One of the ironies of this merging and mingling of Anglican patrimony into the Romish stew is the adoption of the Roman kalendar of saints days by the Ordinariate of Our Lady of Walsingham. Today in the Ordinariate kalendar is Pius V. Whether or not you believe Pius V to have lived a godly life is irrelevant, but his inclusion in the kalendar of the Ordinariate presents, at least to me, a number of historical and liturgical problems. On the one hand, you have the problem of reconciling the 1559 Prayer Book with the Roman liturgical tradition, inextricably linked up with the authority wielded by two historical figures. On the other, deciding what place (if any) Queen Elizabeth I has in the Anglican Catholick tradition comparable with Pius V. Pius V, you see, had blasted Queen Elizabeth for "ordering that books of manifestly heretical content be propounded to the whole realm and that impious rites and institutions after the rule of Calvin" replace the Sacrifice of the Mass. However, Anglicanorum Coetibus says that the liturgical books proper to the Anglican tradition are "treasures worthy to be shared." Some starry-eyed Anglican Papalists might have jumped for joy to read that but in the light of the Revised Standard Version and a few trite Cranmerian phrases in the Ordinariate liturgy, all this seems very spurious to me. Hence my view that the Ordinariate is a dried up old onion. I am not an Anglican and indeed despise the Church of England but there are certain traditions and heroes of that fallen communion which be dear to me, and among them is Queen Elizabeth of happy memory.
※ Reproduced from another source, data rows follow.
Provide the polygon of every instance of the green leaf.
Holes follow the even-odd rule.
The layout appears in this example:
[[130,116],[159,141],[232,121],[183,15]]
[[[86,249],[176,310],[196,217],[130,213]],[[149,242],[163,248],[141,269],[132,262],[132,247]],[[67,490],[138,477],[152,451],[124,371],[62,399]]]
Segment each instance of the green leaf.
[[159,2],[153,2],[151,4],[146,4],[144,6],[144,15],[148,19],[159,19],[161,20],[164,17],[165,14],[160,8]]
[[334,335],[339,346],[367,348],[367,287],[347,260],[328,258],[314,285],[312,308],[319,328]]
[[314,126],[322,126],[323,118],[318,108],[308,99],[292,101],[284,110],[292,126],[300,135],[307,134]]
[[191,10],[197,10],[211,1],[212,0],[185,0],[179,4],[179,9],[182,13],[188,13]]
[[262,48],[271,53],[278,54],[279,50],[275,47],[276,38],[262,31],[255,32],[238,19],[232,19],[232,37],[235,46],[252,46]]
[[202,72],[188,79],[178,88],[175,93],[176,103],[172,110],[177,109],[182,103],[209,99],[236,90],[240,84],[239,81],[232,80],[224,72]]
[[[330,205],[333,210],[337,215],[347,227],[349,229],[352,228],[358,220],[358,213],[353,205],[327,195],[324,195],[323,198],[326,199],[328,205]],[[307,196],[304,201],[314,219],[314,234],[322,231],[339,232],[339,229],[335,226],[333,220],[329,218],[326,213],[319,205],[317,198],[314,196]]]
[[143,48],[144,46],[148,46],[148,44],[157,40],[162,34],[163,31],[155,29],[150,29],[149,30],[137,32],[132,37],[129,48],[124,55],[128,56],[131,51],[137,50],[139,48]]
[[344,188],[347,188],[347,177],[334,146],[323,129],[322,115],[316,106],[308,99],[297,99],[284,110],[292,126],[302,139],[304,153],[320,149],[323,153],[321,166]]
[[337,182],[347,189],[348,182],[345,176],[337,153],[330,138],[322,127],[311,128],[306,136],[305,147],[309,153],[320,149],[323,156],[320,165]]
If we are to understand "Anglican Patrimony in the Catholick Church" as the blessing of an Anglican pilgrimage towards Rome (assuming, for the sake of argument, that Rome is that Church spoken of in the Nicene Creed) then what place would Queen Elizabeth have? Pius was her enemy, declared her removed from the community of Christ's Church and sowed the seeds of sedition in her realm. For her part, Queen Elizabeth steered the English Church in the time of its growing identity; the time of Archbishop Parker who sought to align the Elizabethan Church with the faith and tradition of the Saxons ere the Normans brought Romanism to our shores; the time of Tallis, Merbecke and Byrd who shaped Anglican liturgical musick; and the time of other wise clerkes of the faith, Richard Hooker, for example, and Lancelot Andrewes whose scholarship was surpassed by none in that age. Queen Elizabeth presided over this English Renaissance. Are the members of the Ordinariate expected to anathematise her, as Pius V had done, her considerable contribution to Anglican patrimony notwithstanding? Would it not be fair to say that Elizabeth was ostensibly rather an instrument of God in the cultivation of many of the dearest of our traditions and not an usurper and persecutor of a faith driven underground and thrice worthy of damnation?
O Lord, save The Queen!
Maybe I'm talking about an Anglican who doesn't exist...or perhaps the battle going on in my head everyday? I certainly don't hold with the sanctity of Pius V. I hardly think that encouraging sedition is a catholick ideal and, assuming for the moment that he was "universal pastor," he ostensibly failed in his ministry by leaving the Elizabethan recusants to the spy master at the English court by publishing Regnans in Excelsis. C.S Lewis, in characteristic patrimonial wisdom, seems to propose an answer. In a Latin epistle to Don Giovanni Calabria he mentioned having an untold reverence for both Thomas More and William Tyndale. He says:
Ex vestris Tetzel, ex nostris Henricus VIII, perditi homines erant: adde, si vis, ex vestris Papam Leonem, ex nostris Lutheram (quamquam egomet de ambobus mitiorem sententiam darem) sed quid sentiam de vestro Thoma Moro, de nostro Gulielmo Tyndale? Tota opera et huius et illius nuper perlegi. Ambo mihi videntur esse viri sanctissimi et toto corde amare Dominum: neque huius nec illius caligas solvere dignus sum. Attamen dissentiunt et (id quod me torquet et attonitum habet) illa dissensio mihi videtur non ex vitiis nec ex ignorantia eorum, immo ex virtutibus et fidei eorum penetralibus oriri - ita ut quo optimi sunt eo maxime dissentiunt. Credo Dei iudicium de hac dissensione altius absconditum esse quam tibi videtur: etenim iudicia eius abyssus.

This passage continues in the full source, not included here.